- Born: 13 February 1992 (age 33) Tirana, Albania
- Title: Miss Tirana 2007; Miss Albania 2008; The Miss Globe 2008;
- Spouse: Tolgahan Sayışman ​(m. 2017)​
- Children: 2

= Almeda Abazi =

Albanian actress, model and beauty queen (born 1992)

Almeda Abazi Sayişman (born 13 February 1992) is an Albanian-born Turkish actress, model and beauty pageant titleholder who was crowned Miss Tirana 2007, Miss Albania 2008 and Miss Globe 2008.

==Life and career==
Almeda Abazi was born on 13 February 1992 in Albania. In the three beauty contests she participated, she was chosen as the queen and won the Miss Tiran, Miss Albania and Miss Globe Universe in 2008. She completed her high school education at Tarhan Private College in Istanbul.
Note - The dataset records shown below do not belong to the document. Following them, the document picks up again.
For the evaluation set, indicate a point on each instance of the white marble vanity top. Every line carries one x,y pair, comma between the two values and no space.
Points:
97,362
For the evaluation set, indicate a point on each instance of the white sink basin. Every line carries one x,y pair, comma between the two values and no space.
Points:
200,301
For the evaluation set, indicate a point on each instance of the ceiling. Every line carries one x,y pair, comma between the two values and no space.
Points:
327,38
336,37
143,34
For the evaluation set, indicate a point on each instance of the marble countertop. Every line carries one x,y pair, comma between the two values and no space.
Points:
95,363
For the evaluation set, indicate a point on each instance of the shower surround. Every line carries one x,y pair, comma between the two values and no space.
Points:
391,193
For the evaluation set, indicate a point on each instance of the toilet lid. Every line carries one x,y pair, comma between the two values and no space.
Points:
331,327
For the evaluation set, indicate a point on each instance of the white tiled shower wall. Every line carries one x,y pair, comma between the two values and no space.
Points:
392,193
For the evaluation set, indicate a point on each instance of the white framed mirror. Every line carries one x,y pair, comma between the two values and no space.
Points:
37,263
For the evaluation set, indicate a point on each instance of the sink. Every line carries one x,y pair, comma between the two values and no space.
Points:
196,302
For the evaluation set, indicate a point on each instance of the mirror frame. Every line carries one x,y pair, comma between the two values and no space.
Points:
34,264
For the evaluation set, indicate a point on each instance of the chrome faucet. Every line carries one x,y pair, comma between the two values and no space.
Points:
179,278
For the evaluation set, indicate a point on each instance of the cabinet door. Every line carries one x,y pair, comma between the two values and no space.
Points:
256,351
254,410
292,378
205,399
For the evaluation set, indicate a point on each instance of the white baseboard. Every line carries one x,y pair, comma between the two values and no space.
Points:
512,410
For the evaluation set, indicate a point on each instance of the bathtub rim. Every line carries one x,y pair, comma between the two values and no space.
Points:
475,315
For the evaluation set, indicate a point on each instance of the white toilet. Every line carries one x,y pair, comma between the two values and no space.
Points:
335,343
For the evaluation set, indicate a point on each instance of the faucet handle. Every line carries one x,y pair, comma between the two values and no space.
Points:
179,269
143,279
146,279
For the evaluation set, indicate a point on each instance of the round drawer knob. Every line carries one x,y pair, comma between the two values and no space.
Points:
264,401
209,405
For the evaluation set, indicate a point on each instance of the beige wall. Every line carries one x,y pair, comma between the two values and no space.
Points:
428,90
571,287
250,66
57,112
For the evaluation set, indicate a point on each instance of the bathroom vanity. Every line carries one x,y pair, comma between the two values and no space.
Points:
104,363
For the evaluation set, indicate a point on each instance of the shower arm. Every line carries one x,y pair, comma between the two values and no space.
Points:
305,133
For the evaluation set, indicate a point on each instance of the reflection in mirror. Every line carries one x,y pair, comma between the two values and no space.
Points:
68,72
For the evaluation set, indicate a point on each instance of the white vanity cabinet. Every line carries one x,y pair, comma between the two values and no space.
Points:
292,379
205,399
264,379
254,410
She studied in the acting department of the Bil Sanat Academy of Istanbul Aydın University. Almeda Abazi settled in Turkey and decided to continue her professional life in Turkey. She has appeared in the films called Konak, Show Business and also in the TRT series called Ayrılık. She also joined Yok Böyle Dans (Turkish version of the Dancing with the Stars) in 2011 and Survivor Ünlüler-Gönüllüler (Survivor celebrities-volunteers). She played in Muhteşem Yüzyıl as Valeria. She appeared in Para Bende with Murat Ceylan as presenter on TV8 and joined the Survivor All Star contest again in 2015.

==Personal life==
Abazi married Turkish actor Tolgahan Sayışman on 14 February 2017 in Los Angeles.